I recently purchased from Fighting Films Shinjido: Evolution and Innovation by former British champion Danny Da Costa. With a background in Judo, aikido and boxing, Da Costa’s Shinjido, or “new style way,” offers some interesting concepts and principles that can only enhance one’s understanding and performance of Judo.
Da Costa, like fellow Brit Geof Gleeson, encourages you to step outside that small box that limits most players and coaches. As always, when new ideas are presented, there will be naysayers. Some have said, “It’s all aikido.” Others have said, “There’s nothing new here. It’s just a bunch of ideas from other arts.” Of course, comments like these come from people who can’t connect dots, can’t innovate on their own, must be spoon-fed all pertinent information, and most importantly can’t see that the innovation is not necessarily in the techniques themselves, but in their application to Judo situations.
From my perspective, Shinjido: Evolution and Innovation made my head spin with ideas. Danny’s outside-the-box thinking created more outside-the-box thinking on my end. That’s the beauty of creativity. Creativity begets more creativity.
Sadly, a few commenters on Youtube suggested that it was the worst purchase they had ever made. Since Shinjido: Evolution and Innovation only costs $15 as a download, I feel sorry for them if they didn’t find any value in Da Costa’s ideas. Oh, well, it’s their loss, and that of their students, if they happen to be coaches, which I hope they are not.
Loretta Doyle, 7th dan and former British world champion, attended Da Costa’s last Shinjido seminar. This is what she had to say.
Today’s seminar was proof that you can always learn throughout our journey within the world of judo and today was no exception to this. I am sure I can speak for us all when I say this was an enlightening seminar shared by judo players of all abilities. I believe that Shinjido has a lot to offer and gives an education and understanding of true movement of our sport. This I know would be of benefit to all ages and abilities. I would like to thank you once more for your dedication in sharing your knowledge, and support your continued success delivering Shinjido throughout the UK.
Da Costa replied:
The BJA coaching hierarchy have either remained unaware or have closed their mind to my work, so I find it rewarding to have a coach with Loretta’s competition credentials make such a positive comment.
He then spoke about innovation.
Judo as old timers like me know it, has radically changed and many feel not for the better. I take a pragmatic approach. If it works and it is within the rules, then it is valid. After all judo is a combat sport and it is up to the fighter to impose his style on the opponent. Many new techniques have been added to our syllabus. These new techniques are the result of competition success. We copy the champions. This is development from the top of the pyramid down. It is a valid approach but it is not the only way. The average player can only go so far by copying. After all the copied skill becomes over exposed and losses effectiveness as fighters learn how to stop or counter it. The potential champion must pioneer skills and continue to develop throughout their contest career. This is particularly the case with so many qualifying events to contend with. I believe that one of the reasons for our poor showing in Beijing, was that our fighters were well known and the opposition was able to negate their attacks. I hope that you agree with me so far and believe that innovation is important. It can also be a lot of fun.
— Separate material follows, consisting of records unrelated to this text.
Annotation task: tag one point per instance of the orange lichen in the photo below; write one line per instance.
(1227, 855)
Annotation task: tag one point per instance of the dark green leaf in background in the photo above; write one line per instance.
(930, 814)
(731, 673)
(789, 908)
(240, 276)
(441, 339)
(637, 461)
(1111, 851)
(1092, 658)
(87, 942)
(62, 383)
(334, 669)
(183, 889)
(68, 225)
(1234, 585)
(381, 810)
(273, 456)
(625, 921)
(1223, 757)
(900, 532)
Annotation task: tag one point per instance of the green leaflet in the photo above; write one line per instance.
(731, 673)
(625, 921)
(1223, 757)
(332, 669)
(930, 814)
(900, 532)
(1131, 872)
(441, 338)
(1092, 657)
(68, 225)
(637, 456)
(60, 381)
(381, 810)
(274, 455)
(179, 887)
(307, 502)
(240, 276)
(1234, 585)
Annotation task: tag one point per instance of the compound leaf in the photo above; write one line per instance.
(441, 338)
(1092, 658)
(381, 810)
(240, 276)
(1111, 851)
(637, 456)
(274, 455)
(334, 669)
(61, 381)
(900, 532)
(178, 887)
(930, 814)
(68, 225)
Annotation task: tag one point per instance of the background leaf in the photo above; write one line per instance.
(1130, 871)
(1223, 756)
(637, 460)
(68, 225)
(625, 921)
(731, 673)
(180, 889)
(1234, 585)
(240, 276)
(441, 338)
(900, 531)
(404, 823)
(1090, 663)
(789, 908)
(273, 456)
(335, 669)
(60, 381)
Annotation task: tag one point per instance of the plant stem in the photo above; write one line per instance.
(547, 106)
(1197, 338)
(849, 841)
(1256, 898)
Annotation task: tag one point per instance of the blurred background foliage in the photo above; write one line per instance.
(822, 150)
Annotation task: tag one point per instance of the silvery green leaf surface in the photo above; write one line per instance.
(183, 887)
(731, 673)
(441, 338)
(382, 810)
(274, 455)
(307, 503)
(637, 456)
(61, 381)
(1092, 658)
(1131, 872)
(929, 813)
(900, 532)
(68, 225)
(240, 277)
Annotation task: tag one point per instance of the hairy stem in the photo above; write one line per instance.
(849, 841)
Shinjido: Evolution and Innovation contains 46 technical clips in MP4 format, 4 clips on principles and one interview clip. One of the principles is GAP or Gravity Assisted Power. While the concept is not new to me, the name is. This new term will make communication much easier.
With GAP, Da Costa seeks more efficient ways to do Judo and states that lifting someone is not as efficient as pushing him down. Lots of aikido’s influence here, but lots from Gleeson too. GAP might fly in the face of the “lift” mentality in Judo, but it is clear to me that GAP makes sense in many instances when “lift” doesn’t. This is especially true with tighter transitions to ne waza.
I hope you’ll support Da Costa and buy Shinjido: Evolution and Innovation. Encourage others to do likewise. If you’re one of those with a narrow mind, don’t dismiss Shinjido out of hand. It may take some time before the light goes on and you know what to do with the new found knowledge. In the end, contrary to the luminaries on YouTube, it’ll be worth more than the $15 you paid.
Note: At press time, Fighting Films’ download page has experienced some problems, so keep trying to order Shinjido: Evolution and Innovation.